For the second year in a row, Illinois school boards voted against a proposed resolution that would force the Illinois Association of School Boards (IASB) to support legislation allowing educational districts to decide for themselves whether to allow teachers to be trained and armed at school.
This year’s vote, which took place on Nov. 23 at the IASB annual meeting, was 198 in favor of adopting the resolution and 249 against. Had it passed, the IASB would actively work to support legislation that would allow local school districts to choose for themselves whether they want to arm teachers. It would not mandate that they have to do so.
According to a press release from the IASB, “The intent of the proposed resolution was to give local school districts the authority to decide what is best for their communities in the areas of school safety and student protection. The resolution was supported primarily by rural school districts with concerns about emergency response time and lack of financial resources to employ school resource officers.”
Local school districts, including District 91 (Forest Park), District 97 (Oak Park) and District 90 (River Forest) all sent delegates to the IASB meeting on Nov. 23 to vote against the resolution.
Kyra Tyler, D91 board president, verified that board member Kim Rostello, the district’s delegate at the meeting, voted against the resolution.
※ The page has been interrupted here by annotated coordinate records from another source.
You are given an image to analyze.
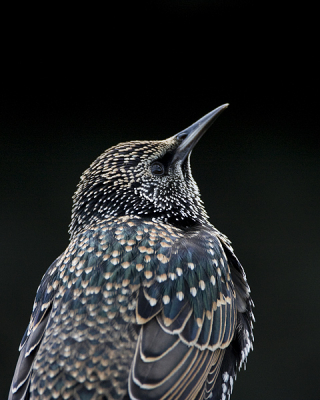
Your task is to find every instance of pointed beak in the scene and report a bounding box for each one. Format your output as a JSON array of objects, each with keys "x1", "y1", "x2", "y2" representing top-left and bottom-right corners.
[{"x1": 172, "y1": 104, "x2": 229, "y2": 163}]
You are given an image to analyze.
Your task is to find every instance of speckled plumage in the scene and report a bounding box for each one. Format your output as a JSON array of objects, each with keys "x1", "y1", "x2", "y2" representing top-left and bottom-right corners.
[{"x1": 9, "y1": 107, "x2": 253, "y2": 400}]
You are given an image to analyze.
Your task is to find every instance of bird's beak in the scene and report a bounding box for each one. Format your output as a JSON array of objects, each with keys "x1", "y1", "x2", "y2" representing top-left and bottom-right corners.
[{"x1": 172, "y1": 103, "x2": 229, "y2": 163}]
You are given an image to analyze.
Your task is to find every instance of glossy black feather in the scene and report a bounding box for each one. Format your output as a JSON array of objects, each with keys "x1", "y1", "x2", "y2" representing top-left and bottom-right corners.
[{"x1": 9, "y1": 107, "x2": 254, "y2": 400}]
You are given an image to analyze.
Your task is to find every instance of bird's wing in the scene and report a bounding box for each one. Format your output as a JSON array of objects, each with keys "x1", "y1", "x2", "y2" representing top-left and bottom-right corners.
[
  {"x1": 9, "y1": 259, "x2": 59, "y2": 400},
  {"x1": 129, "y1": 227, "x2": 237, "y2": 400}
]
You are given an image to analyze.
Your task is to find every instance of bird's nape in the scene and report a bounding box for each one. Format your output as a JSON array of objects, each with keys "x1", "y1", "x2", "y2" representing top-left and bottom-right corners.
[{"x1": 9, "y1": 105, "x2": 254, "y2": 400}]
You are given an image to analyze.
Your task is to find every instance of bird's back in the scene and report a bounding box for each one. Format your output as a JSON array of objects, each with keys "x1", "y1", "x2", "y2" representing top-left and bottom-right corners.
[{"x1": 9, "y1": 217, "x2": 250, "y2": 400}]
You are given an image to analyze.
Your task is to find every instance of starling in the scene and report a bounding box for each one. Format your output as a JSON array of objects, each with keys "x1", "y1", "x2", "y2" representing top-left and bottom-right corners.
[{"x1": 9, "y1": 104, "x2": 254, "y2": 400}]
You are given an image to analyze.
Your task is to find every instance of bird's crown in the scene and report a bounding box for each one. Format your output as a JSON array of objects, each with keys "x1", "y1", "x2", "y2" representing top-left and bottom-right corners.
[{"x1": 69, "y1": 105, "x2": 227, "y2": 236}]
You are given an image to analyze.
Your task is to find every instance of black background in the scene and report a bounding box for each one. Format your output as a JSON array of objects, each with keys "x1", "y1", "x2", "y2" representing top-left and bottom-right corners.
[{"x1": 0, "y1": 0, "x2": 320, "y2": 400}]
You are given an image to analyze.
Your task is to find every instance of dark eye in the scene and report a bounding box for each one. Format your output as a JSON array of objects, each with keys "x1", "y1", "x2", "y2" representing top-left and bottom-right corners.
[{"x1": 151, "y1": 161, "x2": 164, "y2": 176}]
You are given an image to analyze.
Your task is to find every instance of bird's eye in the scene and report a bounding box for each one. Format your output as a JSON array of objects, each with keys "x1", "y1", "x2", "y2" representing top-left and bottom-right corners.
[{"x1": 151, "y1": 161, "x2": 164, "y2": 176}]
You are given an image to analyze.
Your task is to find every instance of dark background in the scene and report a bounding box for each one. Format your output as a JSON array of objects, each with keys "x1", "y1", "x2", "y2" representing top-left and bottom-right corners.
[{"x1": 0, "y1": 0, "x2": 320, "y2": 400}]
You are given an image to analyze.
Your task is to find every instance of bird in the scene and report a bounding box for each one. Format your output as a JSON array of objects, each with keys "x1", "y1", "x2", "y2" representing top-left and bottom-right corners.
[{"x1": 9, "y1": 104, "x2": 254, "y2": 400}]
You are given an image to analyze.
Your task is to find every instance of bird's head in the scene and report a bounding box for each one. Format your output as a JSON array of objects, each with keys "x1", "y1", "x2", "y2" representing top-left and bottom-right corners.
[{"x1": 69, "y1": 104, "x2": 228, "y2": 236}]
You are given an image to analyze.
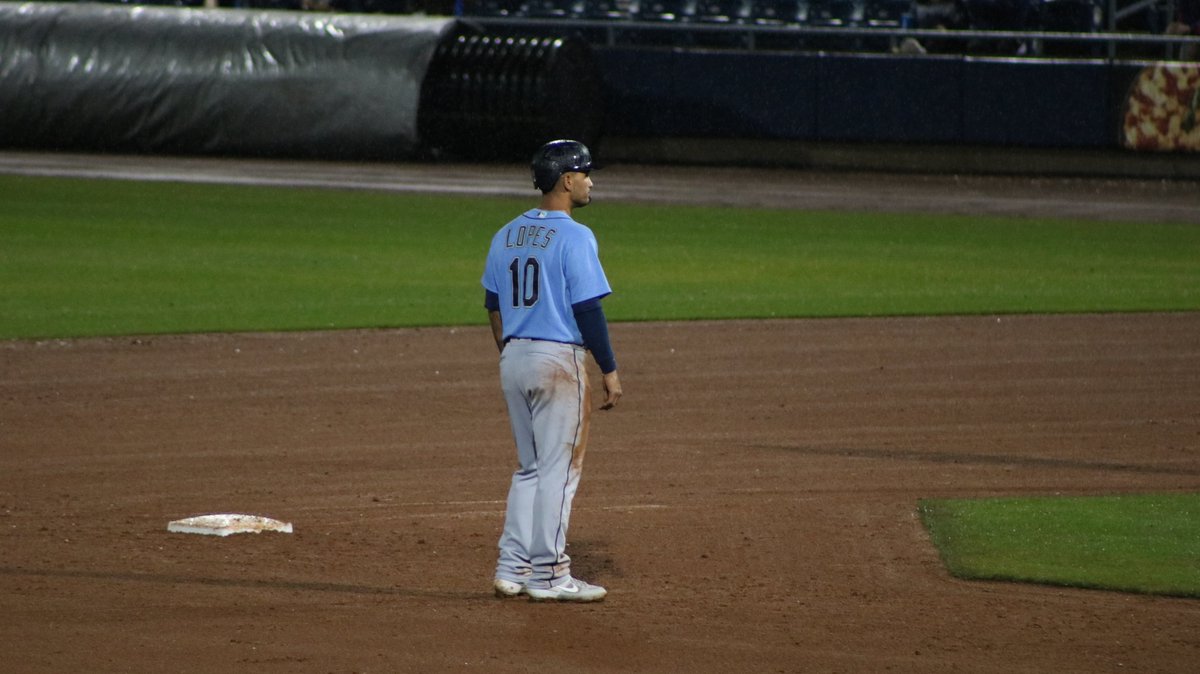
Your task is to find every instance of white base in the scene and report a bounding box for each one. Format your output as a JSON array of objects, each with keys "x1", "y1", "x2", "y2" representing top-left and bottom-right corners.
[{"x1": 167, "y1": 513, "x2": 292, "y2": 536}]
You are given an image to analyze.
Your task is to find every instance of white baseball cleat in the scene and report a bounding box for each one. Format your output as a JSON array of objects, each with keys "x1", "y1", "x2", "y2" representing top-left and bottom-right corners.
[
  {"x1": 492, "y1": 578, "x2": 524, "y2": 600},
  {"x1": 524, "y1": 576, "x2": 608, "y2": 602}
]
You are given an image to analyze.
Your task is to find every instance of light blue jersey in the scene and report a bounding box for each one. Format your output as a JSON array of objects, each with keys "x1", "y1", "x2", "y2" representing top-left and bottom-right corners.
[{"x1": 482, "y1": 209, "x2": 612, "y2": 344}]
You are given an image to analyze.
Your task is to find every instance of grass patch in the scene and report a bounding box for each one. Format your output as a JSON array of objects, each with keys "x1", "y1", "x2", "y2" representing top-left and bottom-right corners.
[
  {"x1": 918, "y1": 494, "x2": 1200, "y2": 597},
  {"x1": 0, "y1": 176, "x2": 1200, "y2": 338}
]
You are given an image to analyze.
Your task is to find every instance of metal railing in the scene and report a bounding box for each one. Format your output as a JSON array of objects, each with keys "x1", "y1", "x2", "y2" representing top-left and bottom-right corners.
[{"x1": 463, "y1": 9, "x2": 1200, "y2": 60}]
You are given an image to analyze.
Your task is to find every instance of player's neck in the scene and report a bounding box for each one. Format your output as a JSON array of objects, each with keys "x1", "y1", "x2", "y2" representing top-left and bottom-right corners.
[{"x1": 539, "y1": 192, "x2": 574, "y2": 215}]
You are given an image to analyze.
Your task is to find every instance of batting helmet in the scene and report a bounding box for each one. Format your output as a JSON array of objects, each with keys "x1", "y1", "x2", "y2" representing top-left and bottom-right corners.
[{"x1": 533, "y1": 140, "x2": 592, "y2": 193}]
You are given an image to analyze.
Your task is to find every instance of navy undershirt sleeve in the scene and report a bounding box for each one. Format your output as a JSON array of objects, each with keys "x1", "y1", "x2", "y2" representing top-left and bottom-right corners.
[{"x1": 571, "y1": 299, "x2": 617, "y2": 374}]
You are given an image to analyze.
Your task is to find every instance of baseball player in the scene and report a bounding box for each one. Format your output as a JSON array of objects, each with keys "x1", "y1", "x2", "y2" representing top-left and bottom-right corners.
[{"x1": 482, "y1": 140, "x2": 622, "y2": 602}]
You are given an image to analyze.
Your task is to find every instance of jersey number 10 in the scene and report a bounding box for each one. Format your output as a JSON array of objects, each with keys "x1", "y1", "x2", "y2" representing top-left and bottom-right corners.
[{"x1": 509, "y1": 258, "x2": 541, "y2": 308}]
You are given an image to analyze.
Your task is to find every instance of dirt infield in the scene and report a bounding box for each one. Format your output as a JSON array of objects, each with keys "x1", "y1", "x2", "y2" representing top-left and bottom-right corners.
[
  {"x1": 0, "y1": 314, "x2": 1200, "y2": 673},
  {"x1": 0, "y1": 154, "x2": 1200, "y2": 674}
]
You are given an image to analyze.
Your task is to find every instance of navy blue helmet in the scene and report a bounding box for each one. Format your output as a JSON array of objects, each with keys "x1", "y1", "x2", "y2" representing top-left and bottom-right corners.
[{"x1": 533, "y1": 140, "x2": 592, "y2": 194}]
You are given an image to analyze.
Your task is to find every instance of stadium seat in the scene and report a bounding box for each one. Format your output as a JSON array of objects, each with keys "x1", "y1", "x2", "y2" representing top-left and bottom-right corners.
[
  {"x1": 462, "y1": 0, "x2": 521, "y2": 17},
  {"x1": 692, "y1": 0, "x2": 750, "y2": 24},
  {"x1": 636, "y1": 0, "x2": 696, "y2": 22},
  {"x1": 522, "y1": 0, "x2": 583, "y2": 19},
  {"x1": 581, "y1": 0, "x2": 634, "y2": 19},
  {"x1": 748, "y1": 0, "x2": 809, "y2": 25},
  {"x1": 808, "y1": 0, "x2": 863, "y2": 26},
  {"x1": 863, "y1": 0, "x2": 916, "y2": 28}
]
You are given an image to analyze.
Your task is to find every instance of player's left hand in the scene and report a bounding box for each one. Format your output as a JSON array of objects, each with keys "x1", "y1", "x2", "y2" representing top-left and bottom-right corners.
[{"x1": 600, "y1": 369, "x2": 620, "y2": 409}]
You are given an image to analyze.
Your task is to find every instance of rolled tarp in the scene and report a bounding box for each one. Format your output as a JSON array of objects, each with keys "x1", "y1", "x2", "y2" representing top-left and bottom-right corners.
[{"x1": 0, "y1": 1, "x2": 455, "y2": 158}]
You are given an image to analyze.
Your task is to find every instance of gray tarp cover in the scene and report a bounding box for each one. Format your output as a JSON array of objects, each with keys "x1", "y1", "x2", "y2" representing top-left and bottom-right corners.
[{"x1": 0, "y1": 1, "x2": 454, "y2": 157}]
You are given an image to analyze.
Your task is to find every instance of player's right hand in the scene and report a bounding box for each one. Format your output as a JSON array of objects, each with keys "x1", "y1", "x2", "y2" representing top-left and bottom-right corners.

“We are saddened that this is something that people think is a viable solution because we would never want to put that responsibility on our teachers,” said Tyler. “They have enough to contend with as educational professionals, and we don’t see this as an appropriate use of their talents. We are thrilled it didn’t pass and hope it will be defeated should it come up again.”
At an October board of education meeting, River Forest D90 board Vice President Barb Hickey said she would be serving as delegate this year as she did in 2018 when the topic was previously voted on.
With the board’s approval, she voted against the resolution in 2018 and planned to again in 2019, but she said the discussion at the IASB meeting on the topic was “valuable and interesting.” Hickey stated that most of the school districts supporting the resolution in 2018 were from rural communities where 911 response time could be up to half an hour.
“They have different concerns,” she said. But she expressed in no uncertain terms how River Forest school board members stand on the issue. “Our district does not want guns in our schools,” said Hickey.
A related resolution was passed at the IASB meeting on Nov. 23. This resolution calls for the IASB to support legislation that would provide state school safety grants for hiring school resource officers or security personnel.